And was it in fact directly overhead last night, near the beginning of the eclipse?

It sure looked like it was to me – though I didn’t take any measurements because I was only wearing my pajamas, my coat, and my slippers as I stood in the freezing cold on the snow-free but still-frozen concrete walk in front of our south-facing, Northeast DC  house.

[Yeah, I was being wimpy, only going out twice all night to look at the eclipse, but I was really tired, and I had to get up in the morning to give a full day’s guest lesson on astronomy to four, 70-minute middle school classes for a fellow teacher, so it was kind of  out of the question to stay up all night. (There is no way I could have followed through with the lessons if I had!)]

Maybe I’m just weird, but I have from time to time noticed, and marveled at, the fact that during the winter, the moon at times appears like it’s almost directly overhead. Let me emphasize that: to my unaided, subjective vision, without taking the trouble to measure it, during the winter, the moon sometimes appears to me to be directly overhead (at zenith).

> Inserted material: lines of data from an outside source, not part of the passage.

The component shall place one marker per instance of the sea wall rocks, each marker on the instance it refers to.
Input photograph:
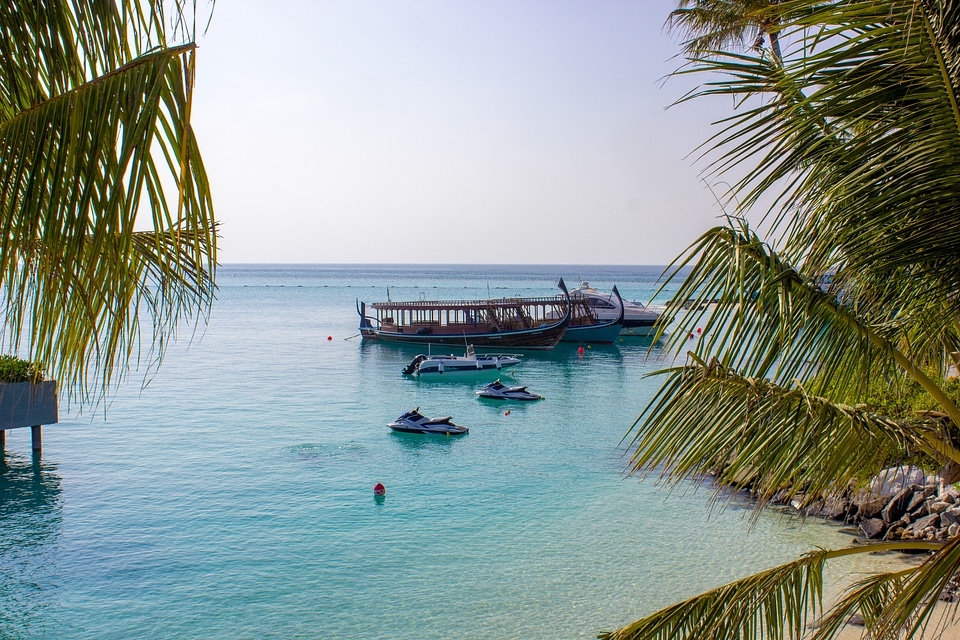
(900, 503)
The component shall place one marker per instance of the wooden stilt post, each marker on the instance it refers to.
(35, 437)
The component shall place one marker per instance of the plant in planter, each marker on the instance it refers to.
(26, 399)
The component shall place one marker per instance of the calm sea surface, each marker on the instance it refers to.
(232, 497)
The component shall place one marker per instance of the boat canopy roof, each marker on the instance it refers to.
(503, 303)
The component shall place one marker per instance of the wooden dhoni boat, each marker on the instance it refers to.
(586, 327)
(518, 323)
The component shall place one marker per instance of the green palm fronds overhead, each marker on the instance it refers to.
(105, 206)
(846, 141)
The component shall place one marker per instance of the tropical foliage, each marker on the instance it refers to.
(850, 143)
(108, 234)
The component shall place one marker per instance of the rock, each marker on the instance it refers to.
(916, 501)
(869, 506)
(834, 507)
(892, 481)
(897, 506)
(873, 527)
(938, 507)
(924, 527)
(950, 494)
(950, 516)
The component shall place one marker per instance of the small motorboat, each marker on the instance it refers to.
(459, 365)
(415, 422)
(499, 391)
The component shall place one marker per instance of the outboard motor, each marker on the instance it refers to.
(412, 367)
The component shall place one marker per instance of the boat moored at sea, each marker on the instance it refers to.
(588, 326)
(459, 366)
(638, 320)
(415, 422)
(516, 323)
(499, 391)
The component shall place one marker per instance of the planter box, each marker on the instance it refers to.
(25, 404)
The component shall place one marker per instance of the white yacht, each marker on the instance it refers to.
(470, 363)
(415, 422)
(638, 320)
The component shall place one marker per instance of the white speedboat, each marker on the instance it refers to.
(638, 320)
(499, 391)
(415, 422)
(469, 363)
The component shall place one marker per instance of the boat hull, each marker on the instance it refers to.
(597, 334)
(540, 338)
(639, 328)
(459, 431)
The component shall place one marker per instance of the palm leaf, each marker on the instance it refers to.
(707, 420)
(77, 169)
(772, 605)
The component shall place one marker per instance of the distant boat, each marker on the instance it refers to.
(589, 326)
(638, 320)
(516, 323)
(458, 366)
(415, 422)
(499, 391)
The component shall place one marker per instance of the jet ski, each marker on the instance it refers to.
(415, 422)
(499, 391)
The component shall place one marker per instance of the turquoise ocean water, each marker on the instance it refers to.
(232, 497)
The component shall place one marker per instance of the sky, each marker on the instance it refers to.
(450, 131)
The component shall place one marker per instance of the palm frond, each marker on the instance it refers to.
(75, 172)
(865, 100)
(707, 420)
(770, 605)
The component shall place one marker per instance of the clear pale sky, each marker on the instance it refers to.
(450, 131)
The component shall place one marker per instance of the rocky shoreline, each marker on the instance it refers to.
(901, 503)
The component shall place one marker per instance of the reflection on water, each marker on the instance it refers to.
(420, 443)
(30, 522)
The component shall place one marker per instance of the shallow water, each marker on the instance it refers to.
(233, 496)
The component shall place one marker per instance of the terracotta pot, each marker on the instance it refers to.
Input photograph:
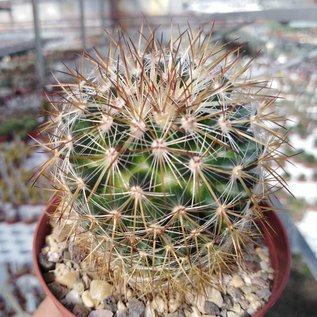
(275, 238)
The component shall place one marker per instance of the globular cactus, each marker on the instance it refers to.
(161, 156)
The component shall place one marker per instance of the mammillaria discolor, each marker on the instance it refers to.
(161, 156)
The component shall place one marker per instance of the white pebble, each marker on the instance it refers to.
(87, 300)
(73, 297)
(99, 290)
(214, 296)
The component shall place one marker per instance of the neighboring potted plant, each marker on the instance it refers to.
(163, 159)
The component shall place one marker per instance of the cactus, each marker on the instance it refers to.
(161, 156)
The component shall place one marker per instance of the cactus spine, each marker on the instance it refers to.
(161, 157)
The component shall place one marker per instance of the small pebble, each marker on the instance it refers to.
(159, 305)
(80, 310)
(58, 290)
(211, 308)
(88, 301)
(110, 303)
(214, 296)
(149, 311)
(99, 290)
(101, 313)
(264, 265)
(135, 308)
(195, 312)
(73, 297)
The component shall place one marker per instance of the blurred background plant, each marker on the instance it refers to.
(38, 37)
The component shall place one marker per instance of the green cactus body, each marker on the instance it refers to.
(162, 155)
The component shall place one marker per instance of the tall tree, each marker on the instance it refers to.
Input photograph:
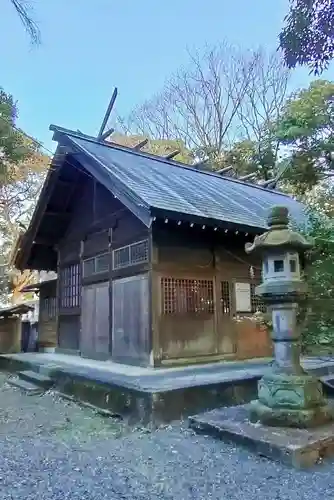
(223, 96)
(306, 129)
(24, 11)
(308, 35)
(22, 170)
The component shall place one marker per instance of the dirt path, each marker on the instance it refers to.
(53, 449)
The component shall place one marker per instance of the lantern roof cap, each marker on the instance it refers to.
(279, 236)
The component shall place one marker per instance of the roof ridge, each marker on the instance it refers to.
(175, 163)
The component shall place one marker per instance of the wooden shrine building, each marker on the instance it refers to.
(149, 255)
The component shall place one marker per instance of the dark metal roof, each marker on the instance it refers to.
(15, 310)
(35, 287)
(158, 184)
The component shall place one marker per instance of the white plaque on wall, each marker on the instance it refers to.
(243, 297)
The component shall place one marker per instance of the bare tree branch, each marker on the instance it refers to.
(24, 10)
(222, 96)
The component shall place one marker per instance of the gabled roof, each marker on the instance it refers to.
(159, 186)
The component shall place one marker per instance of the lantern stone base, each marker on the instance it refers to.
(290, 401)
(295, 447)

However, everything I know about astronomy of the solar system tells me that this is probably impossible, simply because we do not live in the Tropics (with a capital T: the zone between the Tropic of Cancer and the Tropic of Capricorn). That’s the only part of our planet where the sun is ever directly overhead. (Don’t believe me? Use your internet resource skills and look it up. I’m not going to tell you just how to do that, because since you are reading this blog, you already know how.)

If you live in Washington,  the Sun will never appear directly over your house, no matter where you live in Washington, DC, and no matter how hot it may feel in the middle of summer.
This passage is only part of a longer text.